I could totally be projecting with this and it has no bearing whatever to the author's intent. But that's how I found it, and it worked well on that level. 3.5*

Huangcun by Cai Jun leans into the slur-use...for my taste, this is just plain ol' abuse meant to disgust. This, plus a hafty dose of graphic violence, could've led to a poor rating. The trick, when selling horror stories to an ambivalent consumer like me, is to bring the goods...this does...but to offer a level of reflection on, or assessment of, the goods in a differently slanted frame.

It's down to the prose in this story. In less adept hands, this would've sent me on my way for good. As it is, 4*

The Death of Nala by Gu Shi is the last story, and would've been no matter what because the animal harm was just too much for me. 3*

All in all the seasoned horror-reader will get the desired chills and thrills from these stories, and from some unexpected directions. I'm always sure that my horror reading is bog-standard until I get a horror title to read! I'm a complete wuss...animals and kids should be left alone. You can talk hauntings and demons all nigh, won't bother me a whit because I don't care, but hurt a creature that can't fight back and I am very angry.

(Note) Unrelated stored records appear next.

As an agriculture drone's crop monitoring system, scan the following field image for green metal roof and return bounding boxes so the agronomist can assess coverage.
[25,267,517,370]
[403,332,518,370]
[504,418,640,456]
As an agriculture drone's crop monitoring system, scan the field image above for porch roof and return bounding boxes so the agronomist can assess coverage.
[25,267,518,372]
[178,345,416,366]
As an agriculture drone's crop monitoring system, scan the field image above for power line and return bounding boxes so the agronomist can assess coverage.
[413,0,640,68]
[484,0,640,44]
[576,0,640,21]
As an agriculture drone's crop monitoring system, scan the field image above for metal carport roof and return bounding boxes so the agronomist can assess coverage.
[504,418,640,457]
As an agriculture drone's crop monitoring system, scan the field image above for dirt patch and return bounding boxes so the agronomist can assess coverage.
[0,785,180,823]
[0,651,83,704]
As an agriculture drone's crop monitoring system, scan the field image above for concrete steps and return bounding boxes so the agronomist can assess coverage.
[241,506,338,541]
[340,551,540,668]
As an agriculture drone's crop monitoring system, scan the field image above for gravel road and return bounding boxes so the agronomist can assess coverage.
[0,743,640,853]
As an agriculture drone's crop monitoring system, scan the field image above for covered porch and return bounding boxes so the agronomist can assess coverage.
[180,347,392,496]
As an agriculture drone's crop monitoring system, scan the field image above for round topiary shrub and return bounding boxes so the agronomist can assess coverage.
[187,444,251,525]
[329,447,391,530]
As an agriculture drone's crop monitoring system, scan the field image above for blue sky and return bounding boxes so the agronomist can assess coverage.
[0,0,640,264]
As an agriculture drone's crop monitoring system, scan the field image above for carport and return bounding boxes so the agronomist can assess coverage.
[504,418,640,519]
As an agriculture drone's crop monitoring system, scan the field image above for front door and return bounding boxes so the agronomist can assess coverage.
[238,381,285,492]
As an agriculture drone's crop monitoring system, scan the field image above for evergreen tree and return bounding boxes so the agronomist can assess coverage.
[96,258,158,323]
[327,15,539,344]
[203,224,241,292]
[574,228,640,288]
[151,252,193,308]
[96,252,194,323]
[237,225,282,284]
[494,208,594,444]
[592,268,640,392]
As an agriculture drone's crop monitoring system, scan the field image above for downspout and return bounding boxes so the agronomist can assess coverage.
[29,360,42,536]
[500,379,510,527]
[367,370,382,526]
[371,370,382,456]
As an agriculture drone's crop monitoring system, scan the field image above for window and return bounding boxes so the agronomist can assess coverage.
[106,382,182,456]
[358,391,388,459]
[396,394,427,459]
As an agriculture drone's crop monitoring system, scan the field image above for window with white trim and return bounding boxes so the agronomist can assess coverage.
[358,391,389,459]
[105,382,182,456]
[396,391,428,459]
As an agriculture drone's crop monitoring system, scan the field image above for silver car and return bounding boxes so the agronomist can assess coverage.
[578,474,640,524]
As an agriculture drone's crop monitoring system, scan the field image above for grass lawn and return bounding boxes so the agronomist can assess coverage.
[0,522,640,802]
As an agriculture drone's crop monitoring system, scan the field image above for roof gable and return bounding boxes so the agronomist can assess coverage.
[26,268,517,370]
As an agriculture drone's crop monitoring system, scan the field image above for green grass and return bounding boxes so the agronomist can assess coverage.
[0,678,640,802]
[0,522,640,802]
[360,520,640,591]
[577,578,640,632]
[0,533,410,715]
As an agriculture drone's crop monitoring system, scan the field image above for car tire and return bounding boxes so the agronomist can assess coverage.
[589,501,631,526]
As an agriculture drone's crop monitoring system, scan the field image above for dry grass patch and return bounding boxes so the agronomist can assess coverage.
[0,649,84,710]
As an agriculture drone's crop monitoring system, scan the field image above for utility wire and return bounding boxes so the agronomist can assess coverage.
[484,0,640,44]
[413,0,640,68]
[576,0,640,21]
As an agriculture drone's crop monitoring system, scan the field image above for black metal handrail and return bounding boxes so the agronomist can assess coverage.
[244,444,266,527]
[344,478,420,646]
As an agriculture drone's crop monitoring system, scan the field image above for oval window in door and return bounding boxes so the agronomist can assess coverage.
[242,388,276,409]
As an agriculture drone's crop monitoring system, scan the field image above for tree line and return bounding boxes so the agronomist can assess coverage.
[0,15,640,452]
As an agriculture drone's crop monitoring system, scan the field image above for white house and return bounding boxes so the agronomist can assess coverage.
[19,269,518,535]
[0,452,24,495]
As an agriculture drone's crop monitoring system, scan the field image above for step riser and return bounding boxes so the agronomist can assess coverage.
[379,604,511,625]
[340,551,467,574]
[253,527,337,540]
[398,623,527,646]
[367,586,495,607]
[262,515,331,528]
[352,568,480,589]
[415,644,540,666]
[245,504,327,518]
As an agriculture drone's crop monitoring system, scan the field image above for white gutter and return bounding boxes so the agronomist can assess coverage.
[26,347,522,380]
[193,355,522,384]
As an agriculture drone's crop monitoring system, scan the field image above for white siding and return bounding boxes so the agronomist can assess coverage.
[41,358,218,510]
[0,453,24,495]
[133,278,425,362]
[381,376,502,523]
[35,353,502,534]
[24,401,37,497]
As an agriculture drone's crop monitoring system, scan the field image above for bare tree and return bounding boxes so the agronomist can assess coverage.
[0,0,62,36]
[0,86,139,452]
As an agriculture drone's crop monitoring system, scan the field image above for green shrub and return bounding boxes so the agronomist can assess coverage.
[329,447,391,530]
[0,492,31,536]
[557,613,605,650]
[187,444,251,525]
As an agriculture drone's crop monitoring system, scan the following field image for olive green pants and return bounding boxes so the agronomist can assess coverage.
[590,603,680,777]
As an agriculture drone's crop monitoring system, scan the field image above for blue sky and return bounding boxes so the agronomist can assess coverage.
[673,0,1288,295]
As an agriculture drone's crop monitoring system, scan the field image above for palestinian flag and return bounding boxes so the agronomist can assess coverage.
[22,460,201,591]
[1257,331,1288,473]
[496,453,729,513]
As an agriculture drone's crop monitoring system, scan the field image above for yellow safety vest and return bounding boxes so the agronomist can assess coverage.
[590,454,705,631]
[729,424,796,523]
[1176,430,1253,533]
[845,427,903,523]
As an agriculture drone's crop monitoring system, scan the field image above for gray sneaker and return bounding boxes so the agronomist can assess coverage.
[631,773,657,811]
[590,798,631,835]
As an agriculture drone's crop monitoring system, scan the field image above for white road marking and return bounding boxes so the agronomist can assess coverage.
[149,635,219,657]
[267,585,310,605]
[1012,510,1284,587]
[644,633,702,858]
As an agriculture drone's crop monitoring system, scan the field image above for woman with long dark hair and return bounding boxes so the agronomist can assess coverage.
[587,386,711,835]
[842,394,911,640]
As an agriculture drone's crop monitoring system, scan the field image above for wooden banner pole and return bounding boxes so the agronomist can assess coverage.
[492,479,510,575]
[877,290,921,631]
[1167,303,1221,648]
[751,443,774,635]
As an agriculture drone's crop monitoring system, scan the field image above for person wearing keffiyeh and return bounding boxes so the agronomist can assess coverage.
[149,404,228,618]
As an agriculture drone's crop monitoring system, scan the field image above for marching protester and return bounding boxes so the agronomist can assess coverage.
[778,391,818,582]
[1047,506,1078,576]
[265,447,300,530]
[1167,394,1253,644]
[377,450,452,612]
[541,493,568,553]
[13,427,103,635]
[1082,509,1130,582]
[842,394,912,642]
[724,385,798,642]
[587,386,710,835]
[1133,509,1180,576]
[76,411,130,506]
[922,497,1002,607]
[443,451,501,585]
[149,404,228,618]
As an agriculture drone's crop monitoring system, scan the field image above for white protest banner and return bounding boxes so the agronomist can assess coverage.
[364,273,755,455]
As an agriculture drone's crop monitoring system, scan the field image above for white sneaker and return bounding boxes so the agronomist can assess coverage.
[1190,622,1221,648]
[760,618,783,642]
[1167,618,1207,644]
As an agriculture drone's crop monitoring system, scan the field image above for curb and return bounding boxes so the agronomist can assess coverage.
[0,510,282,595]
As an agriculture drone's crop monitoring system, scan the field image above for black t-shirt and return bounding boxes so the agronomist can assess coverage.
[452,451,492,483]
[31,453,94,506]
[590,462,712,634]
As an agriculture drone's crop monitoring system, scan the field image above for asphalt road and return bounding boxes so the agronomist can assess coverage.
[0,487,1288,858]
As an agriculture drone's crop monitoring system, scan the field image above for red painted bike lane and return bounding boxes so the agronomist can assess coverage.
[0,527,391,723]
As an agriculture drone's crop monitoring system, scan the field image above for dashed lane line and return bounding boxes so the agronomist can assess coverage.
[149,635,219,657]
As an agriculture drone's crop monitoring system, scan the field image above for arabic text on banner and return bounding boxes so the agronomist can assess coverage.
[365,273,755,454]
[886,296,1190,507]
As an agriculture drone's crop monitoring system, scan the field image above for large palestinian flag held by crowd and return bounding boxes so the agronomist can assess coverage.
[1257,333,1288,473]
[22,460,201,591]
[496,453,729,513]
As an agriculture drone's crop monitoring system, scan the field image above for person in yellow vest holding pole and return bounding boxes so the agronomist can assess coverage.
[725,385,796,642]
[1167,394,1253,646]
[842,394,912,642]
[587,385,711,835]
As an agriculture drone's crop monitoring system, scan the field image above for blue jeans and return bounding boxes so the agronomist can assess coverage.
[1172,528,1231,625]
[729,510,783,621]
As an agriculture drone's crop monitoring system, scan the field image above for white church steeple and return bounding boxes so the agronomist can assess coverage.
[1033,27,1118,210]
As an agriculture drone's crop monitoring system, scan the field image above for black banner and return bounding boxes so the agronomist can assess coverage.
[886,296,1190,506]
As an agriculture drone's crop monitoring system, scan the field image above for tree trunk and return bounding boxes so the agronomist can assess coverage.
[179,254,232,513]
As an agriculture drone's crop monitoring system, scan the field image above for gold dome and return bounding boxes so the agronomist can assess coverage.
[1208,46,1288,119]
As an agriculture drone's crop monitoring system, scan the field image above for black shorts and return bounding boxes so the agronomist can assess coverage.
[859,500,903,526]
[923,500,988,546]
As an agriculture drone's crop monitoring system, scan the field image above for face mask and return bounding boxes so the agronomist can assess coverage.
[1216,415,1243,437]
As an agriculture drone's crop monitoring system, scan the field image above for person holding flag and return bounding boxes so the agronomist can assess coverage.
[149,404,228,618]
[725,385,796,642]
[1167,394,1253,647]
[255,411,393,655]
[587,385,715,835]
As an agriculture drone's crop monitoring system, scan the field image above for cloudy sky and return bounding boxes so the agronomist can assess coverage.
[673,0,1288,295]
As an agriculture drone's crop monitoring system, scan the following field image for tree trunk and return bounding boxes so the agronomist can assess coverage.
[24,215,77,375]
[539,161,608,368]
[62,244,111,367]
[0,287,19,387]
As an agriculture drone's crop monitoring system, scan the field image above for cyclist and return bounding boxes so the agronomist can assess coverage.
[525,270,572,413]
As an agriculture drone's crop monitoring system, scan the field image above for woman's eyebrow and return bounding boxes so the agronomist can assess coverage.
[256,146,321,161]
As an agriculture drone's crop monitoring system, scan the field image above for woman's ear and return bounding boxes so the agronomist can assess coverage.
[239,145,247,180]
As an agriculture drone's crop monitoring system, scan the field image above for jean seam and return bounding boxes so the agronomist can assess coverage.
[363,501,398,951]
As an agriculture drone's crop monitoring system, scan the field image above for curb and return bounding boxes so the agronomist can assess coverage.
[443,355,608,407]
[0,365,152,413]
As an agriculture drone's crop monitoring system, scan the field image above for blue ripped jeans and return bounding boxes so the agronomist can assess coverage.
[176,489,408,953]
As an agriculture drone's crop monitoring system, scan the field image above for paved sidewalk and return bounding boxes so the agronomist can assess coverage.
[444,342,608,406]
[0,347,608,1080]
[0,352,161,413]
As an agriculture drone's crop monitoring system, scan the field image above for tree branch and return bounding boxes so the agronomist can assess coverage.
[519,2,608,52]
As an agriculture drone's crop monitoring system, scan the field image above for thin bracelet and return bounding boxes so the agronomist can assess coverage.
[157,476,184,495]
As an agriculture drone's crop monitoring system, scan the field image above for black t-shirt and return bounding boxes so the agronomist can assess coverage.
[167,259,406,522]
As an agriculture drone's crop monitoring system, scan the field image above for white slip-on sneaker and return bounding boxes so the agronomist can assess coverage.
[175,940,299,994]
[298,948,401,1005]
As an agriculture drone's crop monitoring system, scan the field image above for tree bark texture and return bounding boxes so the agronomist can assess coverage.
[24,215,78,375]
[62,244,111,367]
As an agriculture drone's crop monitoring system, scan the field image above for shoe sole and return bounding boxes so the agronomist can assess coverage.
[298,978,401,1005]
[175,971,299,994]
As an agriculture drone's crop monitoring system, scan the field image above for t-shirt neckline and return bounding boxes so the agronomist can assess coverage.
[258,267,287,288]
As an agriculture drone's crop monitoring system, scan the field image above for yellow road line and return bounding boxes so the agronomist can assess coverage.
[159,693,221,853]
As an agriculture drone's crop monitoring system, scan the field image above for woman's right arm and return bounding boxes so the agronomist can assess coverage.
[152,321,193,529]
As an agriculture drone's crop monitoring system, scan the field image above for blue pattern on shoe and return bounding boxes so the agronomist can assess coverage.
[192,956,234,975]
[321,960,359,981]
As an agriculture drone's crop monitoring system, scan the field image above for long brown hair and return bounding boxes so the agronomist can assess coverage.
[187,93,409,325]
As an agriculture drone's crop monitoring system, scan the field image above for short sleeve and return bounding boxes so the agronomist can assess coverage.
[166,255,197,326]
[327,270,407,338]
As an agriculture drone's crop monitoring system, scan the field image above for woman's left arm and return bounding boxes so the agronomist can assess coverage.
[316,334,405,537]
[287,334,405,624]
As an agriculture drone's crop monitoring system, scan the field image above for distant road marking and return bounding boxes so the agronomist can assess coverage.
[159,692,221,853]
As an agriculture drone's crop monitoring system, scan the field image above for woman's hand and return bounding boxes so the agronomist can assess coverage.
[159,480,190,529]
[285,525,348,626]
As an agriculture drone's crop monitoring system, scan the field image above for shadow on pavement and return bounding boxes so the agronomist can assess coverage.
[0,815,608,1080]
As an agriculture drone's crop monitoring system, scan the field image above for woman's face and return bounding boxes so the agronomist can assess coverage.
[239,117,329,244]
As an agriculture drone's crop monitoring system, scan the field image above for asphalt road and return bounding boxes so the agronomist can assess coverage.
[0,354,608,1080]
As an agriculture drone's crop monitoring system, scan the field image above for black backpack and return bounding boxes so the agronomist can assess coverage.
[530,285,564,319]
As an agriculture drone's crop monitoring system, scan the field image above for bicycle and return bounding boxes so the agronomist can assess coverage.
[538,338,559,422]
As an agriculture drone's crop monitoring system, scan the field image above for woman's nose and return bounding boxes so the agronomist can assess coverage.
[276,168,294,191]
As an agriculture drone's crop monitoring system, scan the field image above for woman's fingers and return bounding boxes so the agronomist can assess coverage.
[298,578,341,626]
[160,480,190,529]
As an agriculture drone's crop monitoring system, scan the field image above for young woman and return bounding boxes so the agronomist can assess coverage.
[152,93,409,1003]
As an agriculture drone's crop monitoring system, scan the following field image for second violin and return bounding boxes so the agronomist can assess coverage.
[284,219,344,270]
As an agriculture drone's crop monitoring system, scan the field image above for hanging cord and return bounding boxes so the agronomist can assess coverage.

So why did I rate this collection so highly? Because I learned a lot about what scares the Sinophone world. Because I am, like most in that world, stirred into fear and rage by the same sorts of things.

Because Xueting Ni has annotated this collection, you can go learn a lot if you like. If you don't care to do that, you can get your scary-story needs (whatever they may be) met here unbothered. I think it's a fine emotional investment.